Registrato nella nona edizione del catalogo Köchel come «Manoscritto musicale autografo» (perduto), K. 626b/55 è una voce di carattere puramente archivistico: un autografo segnalato in passato ma oggi mancante, senza alcun testo musicale superstite che ne permetta di identificare genere, organico, tonalità, data o persino un’attribuzione sicura [1]. In termini pratici, si tratta di un elemento dubbio — o forse spurio — che non può essere eseguito né valutato come composizione.
Cosa si sa
K. 626b/55 è descritto unicamente come manoscritto musicale autografo ed è esplicitamente indicato come perduto nelle moderne sintesi catalografiche [1]. La voce non riporta alcun incipit (battute iniziali), né strumentazione, tonalità, luogo d’origine o data, e nei cataloghi pubblicamente consultabili non è stata identificata alcuna fonte superstite.

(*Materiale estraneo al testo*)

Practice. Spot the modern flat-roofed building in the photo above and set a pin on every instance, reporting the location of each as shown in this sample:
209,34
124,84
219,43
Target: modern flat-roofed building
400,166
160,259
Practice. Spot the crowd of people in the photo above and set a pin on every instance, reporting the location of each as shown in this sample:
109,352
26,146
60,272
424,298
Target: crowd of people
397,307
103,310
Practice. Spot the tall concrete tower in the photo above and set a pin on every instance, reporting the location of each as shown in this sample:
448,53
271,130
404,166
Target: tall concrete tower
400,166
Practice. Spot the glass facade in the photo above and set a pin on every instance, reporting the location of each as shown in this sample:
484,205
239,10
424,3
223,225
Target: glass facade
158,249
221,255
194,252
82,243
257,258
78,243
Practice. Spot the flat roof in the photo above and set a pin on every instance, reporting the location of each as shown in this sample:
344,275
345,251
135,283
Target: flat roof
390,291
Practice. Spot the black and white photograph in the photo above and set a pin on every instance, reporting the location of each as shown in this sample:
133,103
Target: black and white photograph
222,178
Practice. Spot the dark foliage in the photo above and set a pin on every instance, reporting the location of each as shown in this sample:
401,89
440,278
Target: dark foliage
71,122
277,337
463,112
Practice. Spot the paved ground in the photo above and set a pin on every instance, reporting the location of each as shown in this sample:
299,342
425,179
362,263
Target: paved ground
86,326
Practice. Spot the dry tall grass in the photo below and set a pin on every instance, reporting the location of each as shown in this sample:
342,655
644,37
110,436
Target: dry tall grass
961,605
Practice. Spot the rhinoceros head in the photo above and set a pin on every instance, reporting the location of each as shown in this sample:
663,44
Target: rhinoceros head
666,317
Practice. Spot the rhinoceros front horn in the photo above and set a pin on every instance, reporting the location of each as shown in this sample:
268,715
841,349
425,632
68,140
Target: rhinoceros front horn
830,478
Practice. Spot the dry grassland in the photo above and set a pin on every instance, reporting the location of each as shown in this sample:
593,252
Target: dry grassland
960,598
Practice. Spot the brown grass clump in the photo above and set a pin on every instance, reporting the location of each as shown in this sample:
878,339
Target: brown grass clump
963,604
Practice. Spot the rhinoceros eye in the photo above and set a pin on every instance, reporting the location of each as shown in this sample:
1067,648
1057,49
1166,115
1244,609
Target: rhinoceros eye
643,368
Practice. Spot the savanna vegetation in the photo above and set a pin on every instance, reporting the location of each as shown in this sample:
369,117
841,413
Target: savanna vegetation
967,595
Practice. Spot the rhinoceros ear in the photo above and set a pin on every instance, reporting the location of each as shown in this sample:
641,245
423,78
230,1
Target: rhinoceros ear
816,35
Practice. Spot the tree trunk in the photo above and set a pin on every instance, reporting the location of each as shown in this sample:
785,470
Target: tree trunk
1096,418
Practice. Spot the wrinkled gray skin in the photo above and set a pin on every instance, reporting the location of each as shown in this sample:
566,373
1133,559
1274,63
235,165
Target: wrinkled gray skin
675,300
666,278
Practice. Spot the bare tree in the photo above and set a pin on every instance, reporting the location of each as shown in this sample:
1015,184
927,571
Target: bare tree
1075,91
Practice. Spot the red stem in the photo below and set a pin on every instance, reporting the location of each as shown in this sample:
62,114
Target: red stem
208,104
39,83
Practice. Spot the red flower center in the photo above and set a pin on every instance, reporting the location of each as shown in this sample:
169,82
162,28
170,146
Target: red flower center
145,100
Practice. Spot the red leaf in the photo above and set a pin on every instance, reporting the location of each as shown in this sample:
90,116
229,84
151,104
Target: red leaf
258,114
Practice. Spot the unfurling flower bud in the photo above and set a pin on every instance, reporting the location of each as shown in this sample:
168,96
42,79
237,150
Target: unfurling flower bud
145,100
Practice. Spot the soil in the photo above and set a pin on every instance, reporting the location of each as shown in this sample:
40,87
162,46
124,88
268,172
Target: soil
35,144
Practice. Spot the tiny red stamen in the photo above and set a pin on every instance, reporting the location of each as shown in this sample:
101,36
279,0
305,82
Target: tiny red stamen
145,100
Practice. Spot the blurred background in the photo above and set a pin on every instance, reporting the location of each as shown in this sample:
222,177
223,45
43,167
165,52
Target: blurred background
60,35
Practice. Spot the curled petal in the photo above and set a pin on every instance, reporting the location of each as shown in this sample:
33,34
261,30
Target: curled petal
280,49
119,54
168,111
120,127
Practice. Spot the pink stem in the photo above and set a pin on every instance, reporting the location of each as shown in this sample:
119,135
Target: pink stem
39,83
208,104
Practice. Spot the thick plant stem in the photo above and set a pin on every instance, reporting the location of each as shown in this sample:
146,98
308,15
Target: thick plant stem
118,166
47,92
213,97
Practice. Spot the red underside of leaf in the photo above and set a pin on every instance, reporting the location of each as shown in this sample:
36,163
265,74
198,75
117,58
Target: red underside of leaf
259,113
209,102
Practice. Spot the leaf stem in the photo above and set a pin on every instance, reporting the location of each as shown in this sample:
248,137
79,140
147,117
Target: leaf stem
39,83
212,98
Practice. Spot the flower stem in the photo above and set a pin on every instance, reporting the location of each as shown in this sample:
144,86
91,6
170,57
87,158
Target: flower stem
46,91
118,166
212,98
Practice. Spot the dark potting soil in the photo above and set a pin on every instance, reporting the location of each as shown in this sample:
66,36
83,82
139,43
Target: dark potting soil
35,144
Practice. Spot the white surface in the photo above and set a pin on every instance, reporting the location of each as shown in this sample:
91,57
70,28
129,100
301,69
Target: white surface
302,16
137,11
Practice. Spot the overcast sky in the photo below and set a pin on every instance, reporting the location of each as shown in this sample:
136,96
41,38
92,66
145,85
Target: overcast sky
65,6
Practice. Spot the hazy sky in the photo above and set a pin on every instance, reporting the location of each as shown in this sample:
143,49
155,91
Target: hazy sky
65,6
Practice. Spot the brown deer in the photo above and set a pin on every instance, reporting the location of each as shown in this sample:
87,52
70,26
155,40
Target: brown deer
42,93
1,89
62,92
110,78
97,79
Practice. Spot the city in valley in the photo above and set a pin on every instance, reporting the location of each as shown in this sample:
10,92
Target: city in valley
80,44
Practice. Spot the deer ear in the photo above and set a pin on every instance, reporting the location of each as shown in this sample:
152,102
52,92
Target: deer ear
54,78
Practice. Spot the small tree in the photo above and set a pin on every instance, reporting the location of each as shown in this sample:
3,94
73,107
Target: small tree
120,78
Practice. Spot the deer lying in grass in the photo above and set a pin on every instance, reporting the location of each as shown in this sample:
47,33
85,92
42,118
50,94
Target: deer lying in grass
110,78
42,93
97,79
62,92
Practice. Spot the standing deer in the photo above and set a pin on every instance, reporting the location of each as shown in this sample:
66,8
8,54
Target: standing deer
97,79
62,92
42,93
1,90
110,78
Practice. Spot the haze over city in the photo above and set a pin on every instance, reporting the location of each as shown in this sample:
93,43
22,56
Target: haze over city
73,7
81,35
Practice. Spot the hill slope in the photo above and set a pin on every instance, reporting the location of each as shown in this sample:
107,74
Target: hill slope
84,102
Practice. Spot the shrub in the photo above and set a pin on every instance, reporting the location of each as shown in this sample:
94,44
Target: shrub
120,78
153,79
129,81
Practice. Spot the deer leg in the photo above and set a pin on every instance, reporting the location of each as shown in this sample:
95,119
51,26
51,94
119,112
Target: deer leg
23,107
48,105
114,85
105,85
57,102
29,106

Di conseguenza, l’attribuzione a Wolfgang Amadeus Mozart (1756–1791) resta non verificabile: senza il documento stesso (o una copia, una descrizione o un estratto musicale), è impossibile distinguere tra un abbozzo mozartiano perduto e un autografo erroneamente attribuito, un falso successivo o un’eco catalografica di una segnalazione oggi non più rintracciabile.
Contenuto musicale
Non sopravvive alcun contenuto musicale e non si sa nulla di affidabile su ciò che fosse scritto sul foglio o sui fogli perduti. Di conseguenza, K. 626b/55 non può essere analizzato, edito o eseguito, né può essere collocato in modo significativo, su basi musicali, all’interno dell’evoluzione stilistica di Mozart [1].
[1] Wikipedia — Köchel catalogue table entry listing “626b/55” as “Autograph musical manuscript” (lost).